Il avait bien essayé, une fois, par curiosité, d'ouvrir sa porte à un gnome à tête de citrouille qui s'était écrié : "Des bonbons ou j'te tue !". Il lui avait donné un sucre d'orge au poivre et n'avait pas manqué de le pincer avec force en le reconduisant.
Sa tentative s'était avérée un fiasco. Il n'avait éprouvé aucun plaisir à offrir. Pire, pour lutter contre les tremblements dus à un acte complétement inhabituel, il avait du user de méchanceté pour retrouver sa sérénité.
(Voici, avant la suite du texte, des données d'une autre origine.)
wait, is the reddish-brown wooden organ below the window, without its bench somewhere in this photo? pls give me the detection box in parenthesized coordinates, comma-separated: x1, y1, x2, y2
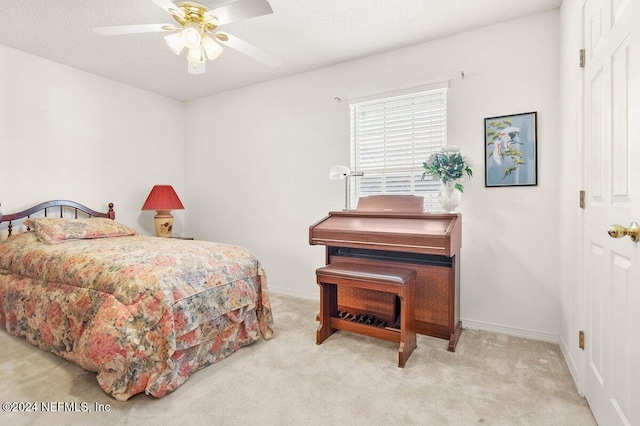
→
(309, 195, 462, 352)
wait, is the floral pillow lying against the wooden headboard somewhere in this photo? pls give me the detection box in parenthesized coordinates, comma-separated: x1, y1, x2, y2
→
(24, 217, 136, 244)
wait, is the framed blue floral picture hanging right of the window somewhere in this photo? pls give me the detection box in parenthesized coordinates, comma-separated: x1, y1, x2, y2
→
(484, 111, 538, 187)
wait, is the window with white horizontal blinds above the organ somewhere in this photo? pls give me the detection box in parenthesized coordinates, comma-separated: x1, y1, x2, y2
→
(349, 83, 447, 210)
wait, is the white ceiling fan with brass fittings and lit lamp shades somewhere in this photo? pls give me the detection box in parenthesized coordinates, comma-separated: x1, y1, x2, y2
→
(93, 0, 281, 74)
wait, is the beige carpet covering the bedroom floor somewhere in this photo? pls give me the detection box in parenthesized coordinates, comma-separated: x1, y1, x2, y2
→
(0, 294, 595, 426)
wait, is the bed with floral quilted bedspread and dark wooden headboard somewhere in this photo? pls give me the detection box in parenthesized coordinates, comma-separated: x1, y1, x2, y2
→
(0, 200, 273, 401)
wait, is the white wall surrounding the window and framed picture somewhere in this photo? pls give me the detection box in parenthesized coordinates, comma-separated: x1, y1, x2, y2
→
(185, 10, 563, 340)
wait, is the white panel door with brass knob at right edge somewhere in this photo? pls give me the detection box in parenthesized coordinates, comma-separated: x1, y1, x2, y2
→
(582, 0, 640, 426)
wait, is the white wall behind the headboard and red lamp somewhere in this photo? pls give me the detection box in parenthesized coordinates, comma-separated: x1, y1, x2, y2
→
(0, 45, 184, 234)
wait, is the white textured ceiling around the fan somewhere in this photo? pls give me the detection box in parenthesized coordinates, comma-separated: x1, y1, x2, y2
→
(0, 0, 562, 101)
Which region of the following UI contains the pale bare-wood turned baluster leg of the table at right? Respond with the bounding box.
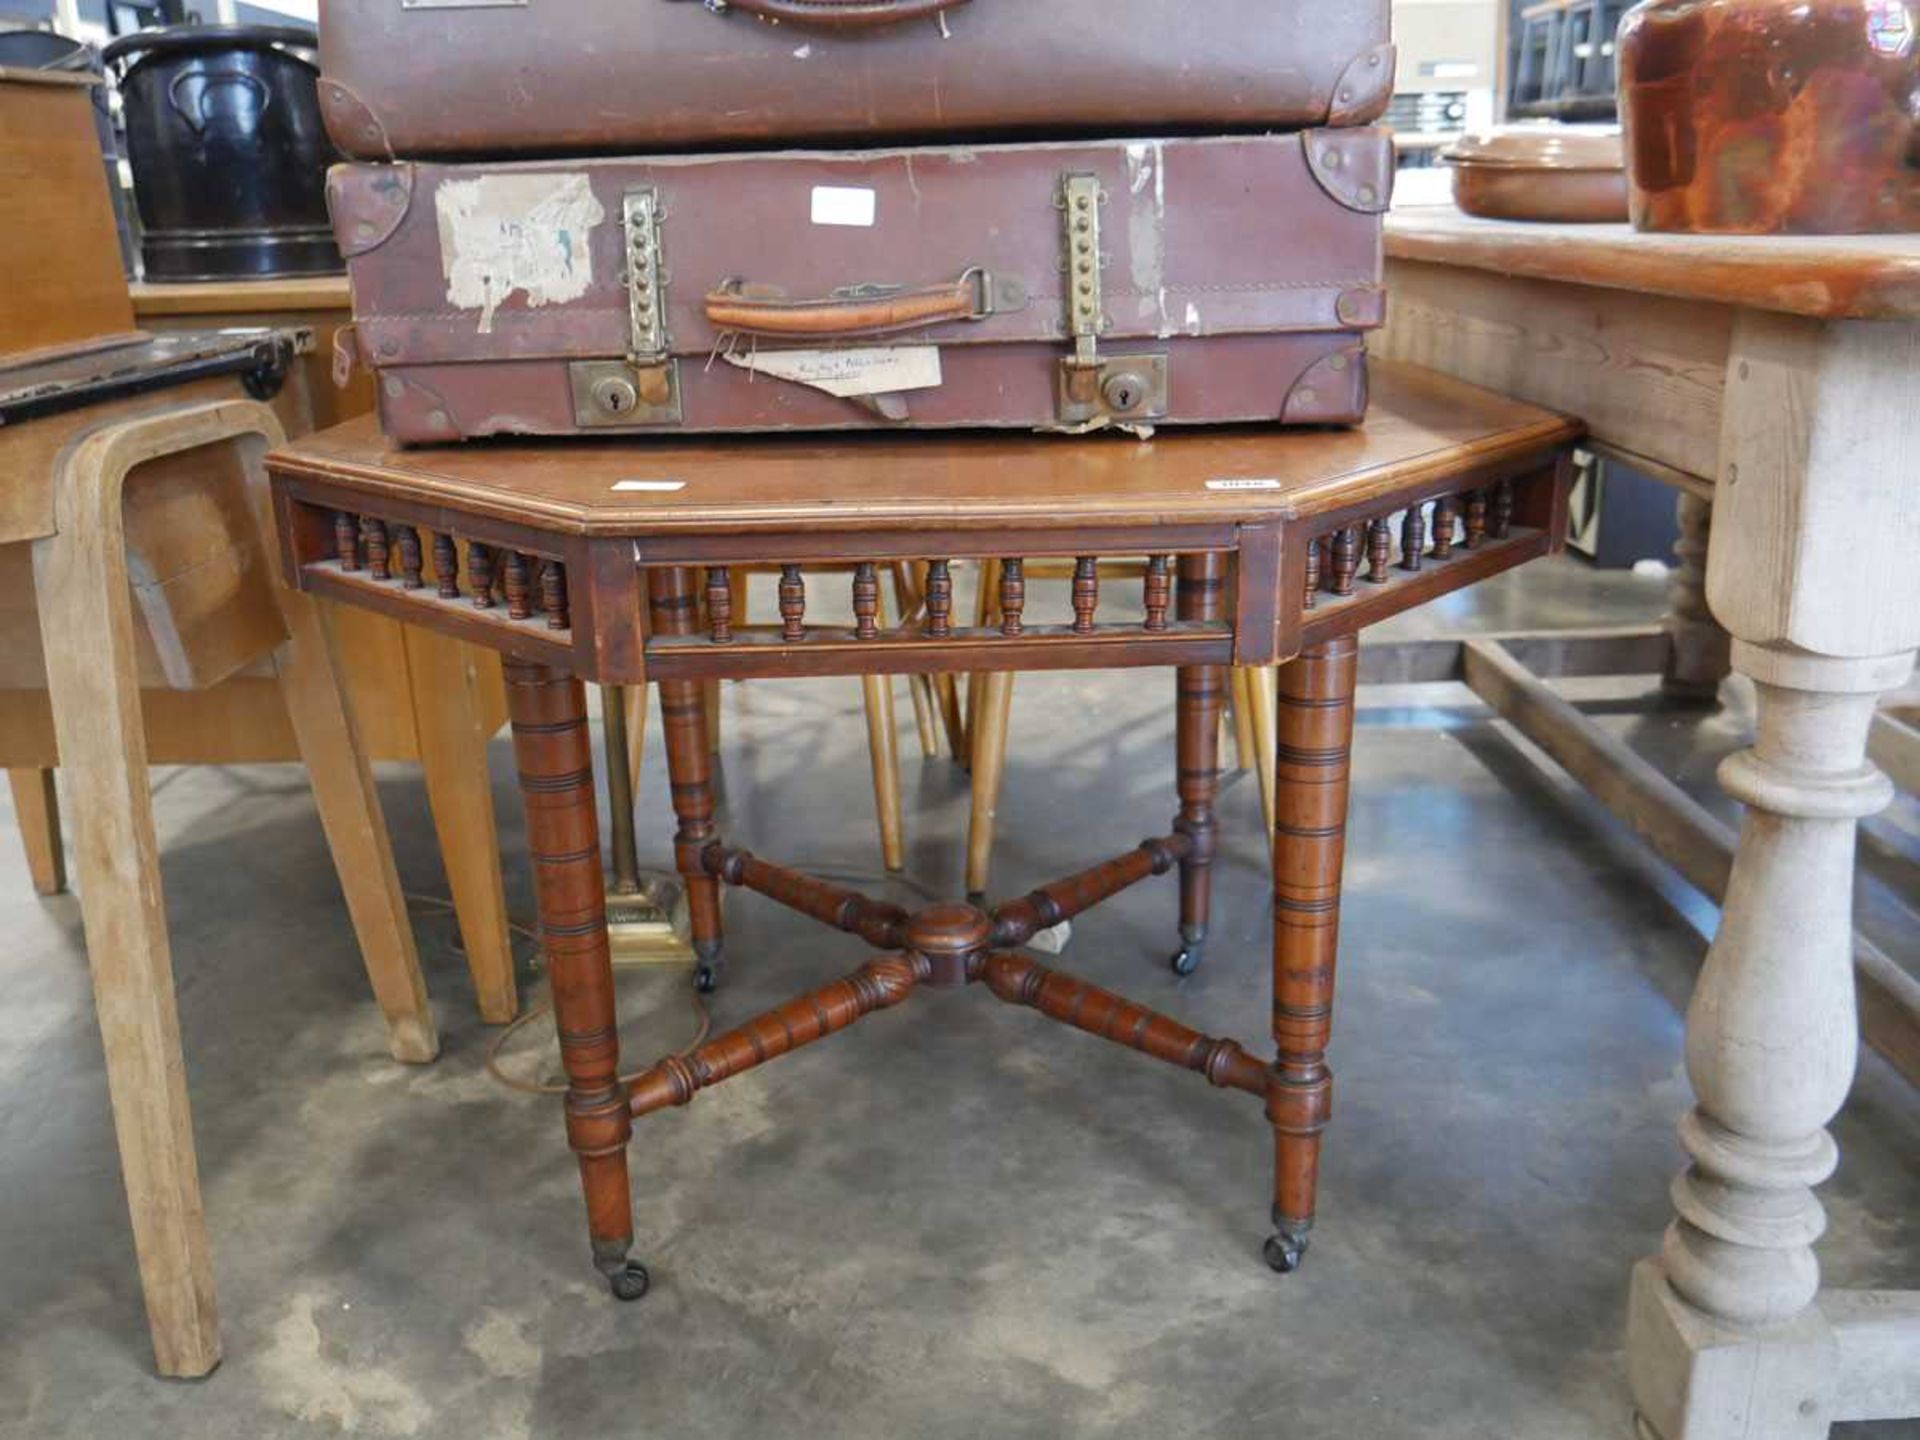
[1626,313,1920,1440]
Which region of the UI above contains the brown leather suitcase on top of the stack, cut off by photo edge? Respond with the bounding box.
[321,0,1394,159]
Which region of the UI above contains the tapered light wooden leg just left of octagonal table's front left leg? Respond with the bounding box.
[405,626,520,1025]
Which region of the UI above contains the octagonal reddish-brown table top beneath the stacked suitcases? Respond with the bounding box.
[269,363,1580,536]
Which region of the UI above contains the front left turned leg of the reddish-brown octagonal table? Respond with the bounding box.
[507,660,648,1300]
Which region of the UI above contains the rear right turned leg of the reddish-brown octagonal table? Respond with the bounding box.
[1171,555,1229,975]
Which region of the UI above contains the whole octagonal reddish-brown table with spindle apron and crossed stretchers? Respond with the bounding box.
[271,366,1578,1298]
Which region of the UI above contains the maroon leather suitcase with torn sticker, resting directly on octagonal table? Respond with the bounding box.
[328,129,1394,442]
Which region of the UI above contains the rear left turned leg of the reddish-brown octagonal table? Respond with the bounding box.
[651,570,722,991]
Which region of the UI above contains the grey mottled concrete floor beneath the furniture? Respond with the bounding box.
[0,561,1920,1440]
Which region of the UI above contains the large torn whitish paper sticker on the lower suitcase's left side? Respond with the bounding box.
[434,175,607,334]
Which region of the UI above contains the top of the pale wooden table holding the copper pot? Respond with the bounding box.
[1386,204,1920,321]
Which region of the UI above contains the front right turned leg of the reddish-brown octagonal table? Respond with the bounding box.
[1267,637,1359,1273]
Le 25 décembre approchait. Les illuminations ornaient petit à petit maisons, jardins et rues de son village. Des marionnettes et objets festifs garnissaient les vitrines ; lutins, traineaux... sans oublier les rennes, qu'ils n'appréciait pas non plus, comme tous les autres animaux.
Comme chaque année, il avait décidé de descendre dans le bunker qu'il avait creusé, moins pour éviter les dégâts nucléaires que pour se préserver des fêtes de fin d'année et de l'obligation de souscrire à la tradition des cadeaux de Noël.
Décidément, le Père Lëon était à l'opposé du monde.